Ten million trees were damaged by hurricane Lothar. Many have still to be removed

(Keystone)

One year after the "storm of the century", Lothar, the government says efforts to clear damaged forests have been progressing well and that the slump in timber prices had not been as serious as expected.

At a press conference in Bern on Thursday, the federal environment agency said that the clearing of the forests was already very far advanced.

Lothar ravaged Switzerland on December 26, 1999, felling more than 10 million trees over a surface area of 46,000 hectares. The destruction is the worst ever recorded in Swiss forests, and represents the average wood harvest over three years.

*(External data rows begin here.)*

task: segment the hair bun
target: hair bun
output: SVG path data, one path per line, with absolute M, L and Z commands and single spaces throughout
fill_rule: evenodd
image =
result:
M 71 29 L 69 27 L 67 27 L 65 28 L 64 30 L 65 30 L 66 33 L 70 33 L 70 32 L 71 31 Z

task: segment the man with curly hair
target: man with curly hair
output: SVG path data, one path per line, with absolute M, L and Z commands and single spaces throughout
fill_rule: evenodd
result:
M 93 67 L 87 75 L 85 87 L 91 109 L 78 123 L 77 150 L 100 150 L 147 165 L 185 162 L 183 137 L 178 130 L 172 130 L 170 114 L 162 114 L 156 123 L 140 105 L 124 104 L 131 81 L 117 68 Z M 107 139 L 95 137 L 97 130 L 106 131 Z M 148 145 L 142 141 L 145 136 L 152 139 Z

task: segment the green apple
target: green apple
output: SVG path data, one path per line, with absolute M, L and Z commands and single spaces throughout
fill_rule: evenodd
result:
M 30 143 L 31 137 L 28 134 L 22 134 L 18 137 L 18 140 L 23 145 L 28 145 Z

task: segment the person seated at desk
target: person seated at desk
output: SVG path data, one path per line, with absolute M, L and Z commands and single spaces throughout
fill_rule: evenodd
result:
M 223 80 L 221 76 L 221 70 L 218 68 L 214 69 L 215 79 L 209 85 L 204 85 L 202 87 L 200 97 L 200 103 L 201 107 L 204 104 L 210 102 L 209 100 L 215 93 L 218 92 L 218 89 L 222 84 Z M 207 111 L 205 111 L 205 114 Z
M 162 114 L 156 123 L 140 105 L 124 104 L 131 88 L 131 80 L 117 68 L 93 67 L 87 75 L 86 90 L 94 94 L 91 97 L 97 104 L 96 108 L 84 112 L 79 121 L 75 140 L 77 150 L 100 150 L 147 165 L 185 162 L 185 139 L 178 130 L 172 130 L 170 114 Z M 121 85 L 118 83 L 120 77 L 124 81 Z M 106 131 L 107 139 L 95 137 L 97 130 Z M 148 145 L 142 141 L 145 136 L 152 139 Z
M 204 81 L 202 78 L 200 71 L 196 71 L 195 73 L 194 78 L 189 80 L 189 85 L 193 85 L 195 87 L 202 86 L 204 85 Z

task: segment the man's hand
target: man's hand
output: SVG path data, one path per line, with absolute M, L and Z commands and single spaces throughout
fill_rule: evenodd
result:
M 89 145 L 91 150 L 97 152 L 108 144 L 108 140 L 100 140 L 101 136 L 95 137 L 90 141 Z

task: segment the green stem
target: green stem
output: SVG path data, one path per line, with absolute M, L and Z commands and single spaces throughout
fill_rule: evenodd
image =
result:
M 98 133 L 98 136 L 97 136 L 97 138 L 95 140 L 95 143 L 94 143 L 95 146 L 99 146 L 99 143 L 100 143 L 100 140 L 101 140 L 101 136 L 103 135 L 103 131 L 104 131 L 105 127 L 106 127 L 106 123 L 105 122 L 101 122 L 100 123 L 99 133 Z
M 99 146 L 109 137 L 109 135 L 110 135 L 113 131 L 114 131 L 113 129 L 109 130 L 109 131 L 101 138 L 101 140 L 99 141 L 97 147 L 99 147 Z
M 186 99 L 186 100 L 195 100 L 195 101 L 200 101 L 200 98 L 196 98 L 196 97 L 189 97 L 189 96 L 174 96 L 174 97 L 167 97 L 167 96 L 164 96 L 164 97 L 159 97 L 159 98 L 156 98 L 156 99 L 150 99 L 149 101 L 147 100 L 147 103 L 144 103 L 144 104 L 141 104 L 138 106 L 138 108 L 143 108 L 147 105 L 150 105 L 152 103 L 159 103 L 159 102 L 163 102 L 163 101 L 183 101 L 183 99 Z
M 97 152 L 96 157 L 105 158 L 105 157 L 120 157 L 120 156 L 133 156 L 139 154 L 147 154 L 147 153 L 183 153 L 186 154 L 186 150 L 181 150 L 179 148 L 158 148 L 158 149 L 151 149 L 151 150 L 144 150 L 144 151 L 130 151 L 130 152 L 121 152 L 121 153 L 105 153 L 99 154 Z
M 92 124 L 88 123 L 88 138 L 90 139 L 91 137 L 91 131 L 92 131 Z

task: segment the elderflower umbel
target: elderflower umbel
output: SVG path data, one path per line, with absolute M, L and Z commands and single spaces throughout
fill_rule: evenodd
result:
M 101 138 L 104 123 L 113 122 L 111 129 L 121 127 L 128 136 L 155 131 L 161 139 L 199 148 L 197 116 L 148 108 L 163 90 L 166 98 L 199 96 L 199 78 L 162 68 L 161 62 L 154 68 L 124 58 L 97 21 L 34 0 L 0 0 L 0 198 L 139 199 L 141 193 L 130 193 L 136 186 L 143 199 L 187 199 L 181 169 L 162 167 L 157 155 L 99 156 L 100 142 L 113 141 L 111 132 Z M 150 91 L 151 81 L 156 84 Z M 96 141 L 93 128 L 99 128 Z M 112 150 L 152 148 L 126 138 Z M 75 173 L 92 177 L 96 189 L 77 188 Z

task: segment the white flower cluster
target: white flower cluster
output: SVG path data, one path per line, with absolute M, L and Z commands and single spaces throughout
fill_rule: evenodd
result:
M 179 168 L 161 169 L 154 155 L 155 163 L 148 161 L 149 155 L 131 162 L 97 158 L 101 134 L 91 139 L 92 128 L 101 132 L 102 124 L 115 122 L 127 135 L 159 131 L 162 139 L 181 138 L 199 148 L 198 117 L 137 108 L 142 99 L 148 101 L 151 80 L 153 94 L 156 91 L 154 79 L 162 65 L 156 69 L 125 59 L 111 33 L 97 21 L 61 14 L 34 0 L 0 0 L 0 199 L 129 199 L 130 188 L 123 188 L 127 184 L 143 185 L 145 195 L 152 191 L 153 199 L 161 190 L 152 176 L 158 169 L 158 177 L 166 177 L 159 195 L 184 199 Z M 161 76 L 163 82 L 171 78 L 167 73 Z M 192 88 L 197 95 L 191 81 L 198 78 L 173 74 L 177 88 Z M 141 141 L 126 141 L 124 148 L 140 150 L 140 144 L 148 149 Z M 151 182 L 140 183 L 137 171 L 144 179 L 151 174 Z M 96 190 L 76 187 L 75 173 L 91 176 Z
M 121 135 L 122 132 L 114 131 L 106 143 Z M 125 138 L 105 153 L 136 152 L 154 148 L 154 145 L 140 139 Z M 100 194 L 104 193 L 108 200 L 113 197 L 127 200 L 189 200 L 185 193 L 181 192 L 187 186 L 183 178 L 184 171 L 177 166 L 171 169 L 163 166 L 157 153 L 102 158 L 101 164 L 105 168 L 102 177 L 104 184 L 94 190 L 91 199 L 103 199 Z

The government estimates the damage to the forests at between SFr750 and 800 million. However, the total cost of the storm, including destruction to buildings and other structures, is put at SFr1.74 billion.

Switzerland's federal forestry director, Werner Schärer, said good progress had been made in getting the forests back in shape. "Of the 12.5 million cubic metres of timber that fell, eight million have already been cleared away," he said.

Another 2.5 million cubic metres of wood will be left to rot on the forest floor, while the rest will be cleared away this winter.

The forestry authorities added that although the price of wood had dropped by 30 per cent in the wake of the storm, it had remained stable after that. They said there were now signs that prices were beginning to rise again.

The authorities emphasised that despite the devastation caused by Lothar, it offered them a chance to learn important lessons about protecting people and forests, in order to be better prepared for Switzerland's next big storm.